A training method that fine-tunes language models directly from human preference data.
Direct Preference Optimization (DPO) is a fine-tuning algorithm that aligns large language models with human preferences without requiring a separately trained reward model. Introduced in a 2023 paper by Rafailov et al., DPO reframes the reinforcement learning from human feedback (RLHF) pipeline as a straightforward supervised learning problem. Given a dataset of preference pairs — where human annotators have indicated which of two model responses they prefer — DPO directly optimizes the language model's policy to increase the likelihood of preferred responses relative to rejected ones, using a binary cross-entropy objective derived from the Bradley-Terry preference model.

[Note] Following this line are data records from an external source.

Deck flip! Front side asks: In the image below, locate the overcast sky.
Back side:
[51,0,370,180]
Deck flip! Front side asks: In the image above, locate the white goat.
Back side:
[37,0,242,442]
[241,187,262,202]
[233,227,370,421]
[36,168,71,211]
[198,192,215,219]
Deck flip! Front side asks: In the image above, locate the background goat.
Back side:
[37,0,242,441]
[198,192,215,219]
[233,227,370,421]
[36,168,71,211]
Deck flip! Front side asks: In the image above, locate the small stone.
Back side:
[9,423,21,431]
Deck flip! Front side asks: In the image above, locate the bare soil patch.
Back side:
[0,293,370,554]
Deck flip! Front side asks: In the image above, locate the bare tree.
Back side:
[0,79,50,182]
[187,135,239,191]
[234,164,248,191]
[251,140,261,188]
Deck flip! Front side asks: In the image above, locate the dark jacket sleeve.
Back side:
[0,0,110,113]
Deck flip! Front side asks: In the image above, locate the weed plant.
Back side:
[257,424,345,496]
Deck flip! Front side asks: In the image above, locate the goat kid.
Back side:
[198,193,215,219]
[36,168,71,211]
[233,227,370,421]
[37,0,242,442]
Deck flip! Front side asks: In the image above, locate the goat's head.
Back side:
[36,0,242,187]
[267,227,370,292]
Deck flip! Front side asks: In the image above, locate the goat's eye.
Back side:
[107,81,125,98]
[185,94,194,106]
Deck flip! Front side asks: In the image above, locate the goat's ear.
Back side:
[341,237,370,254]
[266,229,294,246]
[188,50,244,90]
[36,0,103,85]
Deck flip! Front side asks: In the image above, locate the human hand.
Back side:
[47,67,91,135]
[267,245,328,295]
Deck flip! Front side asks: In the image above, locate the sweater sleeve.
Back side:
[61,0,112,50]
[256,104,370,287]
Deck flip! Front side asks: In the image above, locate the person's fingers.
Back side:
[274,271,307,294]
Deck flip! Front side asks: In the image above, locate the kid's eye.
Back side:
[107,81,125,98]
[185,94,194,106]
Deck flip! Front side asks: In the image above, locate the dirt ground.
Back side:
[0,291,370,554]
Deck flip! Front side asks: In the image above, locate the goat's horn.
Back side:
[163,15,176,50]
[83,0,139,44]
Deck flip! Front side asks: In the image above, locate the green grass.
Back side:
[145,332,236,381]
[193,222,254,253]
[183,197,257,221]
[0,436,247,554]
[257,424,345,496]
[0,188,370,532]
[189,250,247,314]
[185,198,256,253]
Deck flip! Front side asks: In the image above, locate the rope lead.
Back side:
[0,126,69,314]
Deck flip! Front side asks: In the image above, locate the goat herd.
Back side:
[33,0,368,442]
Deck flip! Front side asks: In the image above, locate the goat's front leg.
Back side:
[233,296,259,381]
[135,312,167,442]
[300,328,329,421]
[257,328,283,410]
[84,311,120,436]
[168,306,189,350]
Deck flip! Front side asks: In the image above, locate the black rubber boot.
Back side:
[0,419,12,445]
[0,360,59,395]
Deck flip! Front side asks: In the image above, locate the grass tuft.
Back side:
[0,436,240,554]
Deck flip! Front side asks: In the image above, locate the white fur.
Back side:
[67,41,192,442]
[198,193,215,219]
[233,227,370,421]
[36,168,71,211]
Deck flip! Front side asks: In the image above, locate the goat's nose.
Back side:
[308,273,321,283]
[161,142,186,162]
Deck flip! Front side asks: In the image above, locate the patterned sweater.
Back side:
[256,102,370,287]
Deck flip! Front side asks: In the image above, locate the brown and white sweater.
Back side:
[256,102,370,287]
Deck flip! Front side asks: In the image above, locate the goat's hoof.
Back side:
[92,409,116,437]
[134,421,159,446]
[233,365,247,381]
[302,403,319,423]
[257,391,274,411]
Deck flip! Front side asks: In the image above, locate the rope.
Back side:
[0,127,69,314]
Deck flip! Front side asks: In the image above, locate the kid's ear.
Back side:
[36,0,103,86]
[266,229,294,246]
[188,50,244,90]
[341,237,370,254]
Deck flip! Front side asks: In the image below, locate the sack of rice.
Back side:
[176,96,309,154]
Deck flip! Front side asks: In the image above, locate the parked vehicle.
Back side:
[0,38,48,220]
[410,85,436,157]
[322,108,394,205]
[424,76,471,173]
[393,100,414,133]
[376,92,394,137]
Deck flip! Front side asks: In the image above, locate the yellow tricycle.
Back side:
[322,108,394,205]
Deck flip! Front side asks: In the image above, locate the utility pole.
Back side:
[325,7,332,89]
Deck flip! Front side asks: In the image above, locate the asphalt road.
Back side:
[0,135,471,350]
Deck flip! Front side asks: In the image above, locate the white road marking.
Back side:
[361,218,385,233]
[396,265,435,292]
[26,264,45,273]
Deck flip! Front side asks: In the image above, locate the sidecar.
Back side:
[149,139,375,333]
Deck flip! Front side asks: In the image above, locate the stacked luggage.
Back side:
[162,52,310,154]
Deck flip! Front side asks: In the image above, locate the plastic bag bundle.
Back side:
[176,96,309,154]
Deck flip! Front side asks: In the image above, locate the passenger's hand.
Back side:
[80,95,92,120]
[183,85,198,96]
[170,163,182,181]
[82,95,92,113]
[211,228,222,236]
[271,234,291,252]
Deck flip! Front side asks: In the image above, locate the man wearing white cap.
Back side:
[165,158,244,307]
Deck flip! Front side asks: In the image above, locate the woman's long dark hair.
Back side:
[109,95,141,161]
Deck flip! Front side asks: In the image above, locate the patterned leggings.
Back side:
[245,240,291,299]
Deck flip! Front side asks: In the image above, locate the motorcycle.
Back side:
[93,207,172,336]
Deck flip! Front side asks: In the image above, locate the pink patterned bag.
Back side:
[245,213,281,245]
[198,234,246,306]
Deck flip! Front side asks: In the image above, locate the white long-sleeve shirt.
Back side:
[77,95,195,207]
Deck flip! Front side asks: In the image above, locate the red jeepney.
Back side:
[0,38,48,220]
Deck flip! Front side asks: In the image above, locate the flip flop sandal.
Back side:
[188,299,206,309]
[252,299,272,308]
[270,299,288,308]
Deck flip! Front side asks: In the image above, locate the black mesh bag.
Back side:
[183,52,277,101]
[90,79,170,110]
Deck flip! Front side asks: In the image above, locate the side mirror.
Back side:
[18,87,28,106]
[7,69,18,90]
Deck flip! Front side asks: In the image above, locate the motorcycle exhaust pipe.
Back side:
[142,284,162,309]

The key insight behind DPO is that the optimal policy under a KL-constrained reward maximization objective can be expressed analytically in terms of the language model's own log-probabilities, eliminating the need for an explicit reward model or the complex, often unstable reinforcement learning loop used in PPO-based RLHF. This makes DPO substantially simpler to implement, more computationally efficient, and easier to tune. The training signal comes entirely from the relative ranking of response pairs, and the reference model — typically the supervised fine-tuned base model — serves as a regularizer to prevent the policy from drifting too far from coherent language generation.
DPO quickly became one of the dominant alignment techniques in the open-source LLM community because it achieves competitive results with PPO-based RLHF at a fraction of the engineering complexity. It has been used to train or fine-tune models across instruction following, summarization, and dialogue tasks. Subsequent work has extended DPO with variants such as IPO, KTO, and SimPO, each addressing specific limitations like overfitting to preference noise or dependence on paired data. DPO represents a broader shift in alignment research toward stable, scalable, and reproducible training methods that can be applied with modest computational resources.